2. from The Soloist by Mark Salzman

"As a rule, I try to avoid talking with anyone about the collapse of society. My own view is that apathy is an acceptable, if not admirable, stance because it actively reduces frustration and despair and to that extent makes the world a better place."

3. from Emma Who Saved My Life by Wilton Barnhardt

"Each night as I lay awake, looking at the ceiling, every breath would become a sigh, it would creep over me again, my loneliness, my meaning nothing to anybody. I would be so loyal to someone, so good to them, I would make them laugh all the time and forgive them anything and as for sex, if they'd just have it with me, I would make sure they didn't get out of bed all day, I would RUIN them for other people, I would show them what passion was put on this earth for, and all this was just centimeters below the surface, it was just waiting there to be released and I did not comprehend WHY it should be no one wanted to take this from me, to make even a token pass over these qualities...
"There I was chewing bland flavorless pizza and looking fat and washed out in the fluorescent light of Baldo's window reflection and I was all alone while everyone else in the world was out on a date or laughing or dancing or having fun or experiencing love in some form somewhere -- wait, focus on the thought: making love somewhere, in each other's arms, touching, another human being's face and lips just THAT far away before you kissed them, and this wasn't some special occasion but what some people, MOST people did every night, and there I was fat and older chewing on a pizza all alone, and instead of a simple I am very lonely, which would have sufficed, the mind burst through some kind of previously untried barrier and it told me: I have been lonely all my life."

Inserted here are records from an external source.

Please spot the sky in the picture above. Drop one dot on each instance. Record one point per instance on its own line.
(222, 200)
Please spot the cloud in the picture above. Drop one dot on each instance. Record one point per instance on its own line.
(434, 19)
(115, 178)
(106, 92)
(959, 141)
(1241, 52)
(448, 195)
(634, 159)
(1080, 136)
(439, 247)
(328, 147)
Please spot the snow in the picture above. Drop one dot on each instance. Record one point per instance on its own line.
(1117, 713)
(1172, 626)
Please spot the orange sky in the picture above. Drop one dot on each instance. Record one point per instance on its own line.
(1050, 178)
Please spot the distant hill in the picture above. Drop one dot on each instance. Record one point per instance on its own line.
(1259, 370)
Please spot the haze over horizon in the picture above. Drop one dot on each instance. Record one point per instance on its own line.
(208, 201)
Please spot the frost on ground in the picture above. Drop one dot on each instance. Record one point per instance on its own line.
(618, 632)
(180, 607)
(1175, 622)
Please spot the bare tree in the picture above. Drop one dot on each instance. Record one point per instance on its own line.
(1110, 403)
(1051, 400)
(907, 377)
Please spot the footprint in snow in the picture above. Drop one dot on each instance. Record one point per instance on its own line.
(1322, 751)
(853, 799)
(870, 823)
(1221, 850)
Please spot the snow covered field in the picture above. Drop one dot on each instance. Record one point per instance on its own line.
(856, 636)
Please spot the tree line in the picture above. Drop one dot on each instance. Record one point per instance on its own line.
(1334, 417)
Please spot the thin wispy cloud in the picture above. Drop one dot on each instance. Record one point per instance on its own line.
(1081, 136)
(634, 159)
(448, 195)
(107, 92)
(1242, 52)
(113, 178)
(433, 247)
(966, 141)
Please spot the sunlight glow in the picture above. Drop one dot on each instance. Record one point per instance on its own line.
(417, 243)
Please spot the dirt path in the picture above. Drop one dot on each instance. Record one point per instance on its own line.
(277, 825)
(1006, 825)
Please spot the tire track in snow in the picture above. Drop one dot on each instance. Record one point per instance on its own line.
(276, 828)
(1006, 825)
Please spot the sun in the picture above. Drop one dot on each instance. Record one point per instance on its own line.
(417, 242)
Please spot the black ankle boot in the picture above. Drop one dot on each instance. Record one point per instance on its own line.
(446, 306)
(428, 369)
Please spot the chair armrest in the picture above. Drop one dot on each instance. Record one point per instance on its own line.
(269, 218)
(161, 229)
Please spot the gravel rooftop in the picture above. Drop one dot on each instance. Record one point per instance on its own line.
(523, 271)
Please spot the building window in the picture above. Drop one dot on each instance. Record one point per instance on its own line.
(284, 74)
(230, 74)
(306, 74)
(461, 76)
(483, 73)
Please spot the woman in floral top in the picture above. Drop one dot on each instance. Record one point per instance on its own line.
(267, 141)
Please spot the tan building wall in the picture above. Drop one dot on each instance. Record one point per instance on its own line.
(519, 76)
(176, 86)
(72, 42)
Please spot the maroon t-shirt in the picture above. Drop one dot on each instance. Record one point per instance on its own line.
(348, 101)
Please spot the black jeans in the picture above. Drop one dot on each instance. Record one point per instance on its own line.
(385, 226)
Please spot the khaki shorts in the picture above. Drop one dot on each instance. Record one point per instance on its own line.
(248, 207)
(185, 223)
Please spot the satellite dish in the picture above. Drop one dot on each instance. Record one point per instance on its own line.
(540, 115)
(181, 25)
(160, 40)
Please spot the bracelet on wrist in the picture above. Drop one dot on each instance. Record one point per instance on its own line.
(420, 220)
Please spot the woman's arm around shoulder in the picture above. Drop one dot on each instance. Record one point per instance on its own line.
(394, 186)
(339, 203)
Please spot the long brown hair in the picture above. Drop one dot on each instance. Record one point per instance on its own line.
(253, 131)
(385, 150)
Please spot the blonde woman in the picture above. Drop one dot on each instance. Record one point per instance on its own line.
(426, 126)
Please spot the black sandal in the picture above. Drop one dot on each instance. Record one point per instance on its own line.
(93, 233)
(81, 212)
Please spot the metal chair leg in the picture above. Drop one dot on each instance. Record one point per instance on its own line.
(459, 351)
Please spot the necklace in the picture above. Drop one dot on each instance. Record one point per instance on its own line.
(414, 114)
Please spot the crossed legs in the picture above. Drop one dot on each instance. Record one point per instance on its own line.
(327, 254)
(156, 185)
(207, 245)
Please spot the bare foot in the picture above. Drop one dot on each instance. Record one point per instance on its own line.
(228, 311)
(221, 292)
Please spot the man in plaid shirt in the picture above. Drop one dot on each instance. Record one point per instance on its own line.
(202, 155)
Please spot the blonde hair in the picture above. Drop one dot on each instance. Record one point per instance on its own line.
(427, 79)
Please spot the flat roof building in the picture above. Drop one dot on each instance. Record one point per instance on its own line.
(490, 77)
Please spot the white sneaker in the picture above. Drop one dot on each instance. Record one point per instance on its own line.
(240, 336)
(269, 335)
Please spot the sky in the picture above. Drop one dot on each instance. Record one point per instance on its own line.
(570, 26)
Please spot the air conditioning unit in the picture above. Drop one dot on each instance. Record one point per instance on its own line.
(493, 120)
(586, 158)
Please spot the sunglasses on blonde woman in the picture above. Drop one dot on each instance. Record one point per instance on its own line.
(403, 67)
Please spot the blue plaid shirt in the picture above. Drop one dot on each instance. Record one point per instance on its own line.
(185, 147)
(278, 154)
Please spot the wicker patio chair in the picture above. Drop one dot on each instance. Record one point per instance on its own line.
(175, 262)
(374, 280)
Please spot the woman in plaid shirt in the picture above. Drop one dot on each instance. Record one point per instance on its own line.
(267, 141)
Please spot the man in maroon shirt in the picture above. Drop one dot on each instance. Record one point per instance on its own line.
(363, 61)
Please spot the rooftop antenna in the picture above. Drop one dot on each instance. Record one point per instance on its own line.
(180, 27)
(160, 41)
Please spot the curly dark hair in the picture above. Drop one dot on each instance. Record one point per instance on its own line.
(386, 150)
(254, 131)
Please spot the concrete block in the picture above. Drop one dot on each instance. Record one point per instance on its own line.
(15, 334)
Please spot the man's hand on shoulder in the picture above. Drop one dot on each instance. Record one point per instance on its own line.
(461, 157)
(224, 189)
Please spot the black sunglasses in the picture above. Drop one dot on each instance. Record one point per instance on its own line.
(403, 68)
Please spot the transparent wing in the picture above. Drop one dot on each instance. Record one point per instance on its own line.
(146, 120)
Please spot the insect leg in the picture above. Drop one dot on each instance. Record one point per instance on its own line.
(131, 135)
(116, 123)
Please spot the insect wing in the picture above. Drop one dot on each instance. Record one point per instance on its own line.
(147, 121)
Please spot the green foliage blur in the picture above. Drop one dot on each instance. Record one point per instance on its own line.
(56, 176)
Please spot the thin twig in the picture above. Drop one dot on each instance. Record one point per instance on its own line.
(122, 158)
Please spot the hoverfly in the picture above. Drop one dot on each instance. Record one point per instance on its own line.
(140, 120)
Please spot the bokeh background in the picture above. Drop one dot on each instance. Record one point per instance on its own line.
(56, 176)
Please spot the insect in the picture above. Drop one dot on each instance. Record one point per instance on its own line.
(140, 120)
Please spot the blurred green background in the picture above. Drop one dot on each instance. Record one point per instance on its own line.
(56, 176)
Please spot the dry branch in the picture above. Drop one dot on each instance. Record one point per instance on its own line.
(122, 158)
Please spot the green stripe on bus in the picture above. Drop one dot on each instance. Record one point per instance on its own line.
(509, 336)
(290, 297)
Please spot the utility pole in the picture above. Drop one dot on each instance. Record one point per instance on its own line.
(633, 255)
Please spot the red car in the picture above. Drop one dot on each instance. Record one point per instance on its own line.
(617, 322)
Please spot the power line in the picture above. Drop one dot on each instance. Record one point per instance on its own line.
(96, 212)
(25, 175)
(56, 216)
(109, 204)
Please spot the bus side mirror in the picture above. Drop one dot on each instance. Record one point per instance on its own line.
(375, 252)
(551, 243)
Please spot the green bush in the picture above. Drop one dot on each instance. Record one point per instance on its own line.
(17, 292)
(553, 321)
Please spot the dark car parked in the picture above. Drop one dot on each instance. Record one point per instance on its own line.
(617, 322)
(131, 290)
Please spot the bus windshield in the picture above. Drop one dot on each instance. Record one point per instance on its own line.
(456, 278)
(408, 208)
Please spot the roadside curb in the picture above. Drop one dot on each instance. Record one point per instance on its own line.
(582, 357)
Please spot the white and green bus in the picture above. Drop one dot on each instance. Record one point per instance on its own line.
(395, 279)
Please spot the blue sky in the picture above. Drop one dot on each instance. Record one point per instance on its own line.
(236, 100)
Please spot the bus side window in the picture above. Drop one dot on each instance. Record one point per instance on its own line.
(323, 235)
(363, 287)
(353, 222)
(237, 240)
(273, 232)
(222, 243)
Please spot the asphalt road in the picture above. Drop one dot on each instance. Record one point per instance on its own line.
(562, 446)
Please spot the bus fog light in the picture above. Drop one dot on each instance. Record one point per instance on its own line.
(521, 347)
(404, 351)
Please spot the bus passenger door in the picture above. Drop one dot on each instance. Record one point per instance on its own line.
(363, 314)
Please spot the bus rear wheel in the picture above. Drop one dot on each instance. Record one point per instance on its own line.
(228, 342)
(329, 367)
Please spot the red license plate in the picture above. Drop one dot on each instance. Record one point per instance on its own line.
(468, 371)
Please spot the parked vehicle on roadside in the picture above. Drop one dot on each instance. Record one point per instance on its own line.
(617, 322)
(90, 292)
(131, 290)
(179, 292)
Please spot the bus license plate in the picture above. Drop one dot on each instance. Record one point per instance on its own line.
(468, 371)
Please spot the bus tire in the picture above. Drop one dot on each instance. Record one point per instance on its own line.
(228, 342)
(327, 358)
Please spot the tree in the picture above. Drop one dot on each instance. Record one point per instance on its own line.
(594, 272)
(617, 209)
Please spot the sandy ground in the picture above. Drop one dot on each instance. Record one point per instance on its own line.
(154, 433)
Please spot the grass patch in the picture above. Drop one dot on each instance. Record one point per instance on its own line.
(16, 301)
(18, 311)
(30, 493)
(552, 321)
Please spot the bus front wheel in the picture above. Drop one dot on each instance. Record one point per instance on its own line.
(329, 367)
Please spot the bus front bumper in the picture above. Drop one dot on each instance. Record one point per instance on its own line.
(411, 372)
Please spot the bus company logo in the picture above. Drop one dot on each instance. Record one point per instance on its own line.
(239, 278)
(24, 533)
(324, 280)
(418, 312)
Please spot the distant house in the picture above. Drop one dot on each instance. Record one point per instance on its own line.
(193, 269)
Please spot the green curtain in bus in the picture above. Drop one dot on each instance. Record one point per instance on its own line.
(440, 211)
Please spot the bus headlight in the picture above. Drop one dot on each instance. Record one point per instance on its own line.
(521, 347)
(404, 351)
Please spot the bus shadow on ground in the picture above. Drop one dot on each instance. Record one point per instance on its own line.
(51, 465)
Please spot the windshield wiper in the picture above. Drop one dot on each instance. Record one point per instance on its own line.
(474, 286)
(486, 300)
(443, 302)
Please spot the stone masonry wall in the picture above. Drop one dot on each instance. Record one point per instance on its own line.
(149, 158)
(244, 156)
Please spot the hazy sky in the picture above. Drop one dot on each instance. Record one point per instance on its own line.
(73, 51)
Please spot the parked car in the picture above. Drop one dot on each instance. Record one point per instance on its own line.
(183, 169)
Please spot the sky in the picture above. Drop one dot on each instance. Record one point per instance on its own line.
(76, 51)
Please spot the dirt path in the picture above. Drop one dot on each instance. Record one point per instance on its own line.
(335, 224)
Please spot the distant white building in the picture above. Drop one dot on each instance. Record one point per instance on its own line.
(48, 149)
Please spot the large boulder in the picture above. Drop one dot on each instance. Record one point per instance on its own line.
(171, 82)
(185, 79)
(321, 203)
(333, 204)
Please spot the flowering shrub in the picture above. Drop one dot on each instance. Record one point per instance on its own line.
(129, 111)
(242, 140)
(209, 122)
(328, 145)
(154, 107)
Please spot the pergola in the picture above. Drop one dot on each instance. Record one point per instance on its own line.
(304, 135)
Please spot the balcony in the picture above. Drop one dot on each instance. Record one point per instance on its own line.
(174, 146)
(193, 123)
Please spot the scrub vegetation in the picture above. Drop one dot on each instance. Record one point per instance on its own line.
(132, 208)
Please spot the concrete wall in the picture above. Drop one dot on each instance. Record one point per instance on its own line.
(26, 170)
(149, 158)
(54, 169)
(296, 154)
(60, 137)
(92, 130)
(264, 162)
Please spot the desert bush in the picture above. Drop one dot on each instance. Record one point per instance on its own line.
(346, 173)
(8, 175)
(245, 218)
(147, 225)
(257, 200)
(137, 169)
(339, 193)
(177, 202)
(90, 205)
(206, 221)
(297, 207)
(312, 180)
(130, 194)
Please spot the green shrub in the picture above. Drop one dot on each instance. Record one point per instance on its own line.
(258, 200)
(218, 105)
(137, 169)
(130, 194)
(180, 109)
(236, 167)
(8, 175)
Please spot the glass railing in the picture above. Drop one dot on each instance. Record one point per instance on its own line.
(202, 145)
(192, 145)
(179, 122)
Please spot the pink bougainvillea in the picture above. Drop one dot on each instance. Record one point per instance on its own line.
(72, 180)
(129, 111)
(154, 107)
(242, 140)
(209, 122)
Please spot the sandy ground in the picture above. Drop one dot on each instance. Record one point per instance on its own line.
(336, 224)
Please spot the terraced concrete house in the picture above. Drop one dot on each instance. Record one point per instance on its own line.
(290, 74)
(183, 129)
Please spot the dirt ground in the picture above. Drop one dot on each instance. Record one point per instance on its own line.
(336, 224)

4. from A Philosophical Investigation by Philip Kerr

"Only the prospect of death -- one's own, or of others, it makes no difference -- makes life real. Death is the one true certainty. When we die, the world does not alter, but comes to an end. Death is not an event in life."

5. from White Man's Grave by Richard Dooling

"But if God was hearing all of this, would He be quite annoyed and disappointed in Randall's preoccupation with money? Would He be insulted that the celebration of the mass had reminded Randall of cannibalism? Maybe God would think it was funny? Probably not. Laughter is satanic. It was invented after the Fall. God cannot laugh. Nowhere in the scriptures could Randall recall it saying, 'God laughed and said, "Why, that's the funniest thing I ever heard!"' . . . Maybe God cannot laugh because everything makes perfect sense to Him. No nonsense, no irony, no absurdity, no contradiction . . . To God, Groucho Marx was just another human thing making noises with his mouth. No wry, divine smiles, no sloppy raspberries. Not a day goes by without Him thinking: That's not funny."

6. from Daily Afflictions by Andrew Boyd

"You can understand your life only after it happens. Unfortunately, by then it's too late. The previous moment is already gone and the present moment is again incomprehensible. If you are to embrace your life as an evolving whole, you must think of yourself as a story -- admittedly, a highly biased and poorly researched pulp paperback that is constantly being revised and incrementally updated with no sign of when it will end or what the characters will do next, yet a story that is uniquely yours. Seeing yourself as a story helps you reconcile your forward motion and your backward gaze. It gives you hope that, at the very end, it will all somehow make sense, even if you break off in mid-sentence."

7. from A Pound of Paper by John Baxter

"Restoring a library book to collectable condition is like trying to return a Kentucky Fried Chicken to the state of health where it can lay an egg."

1 comment:

Anonymous said...

These are wonderful. Thanks for posting them.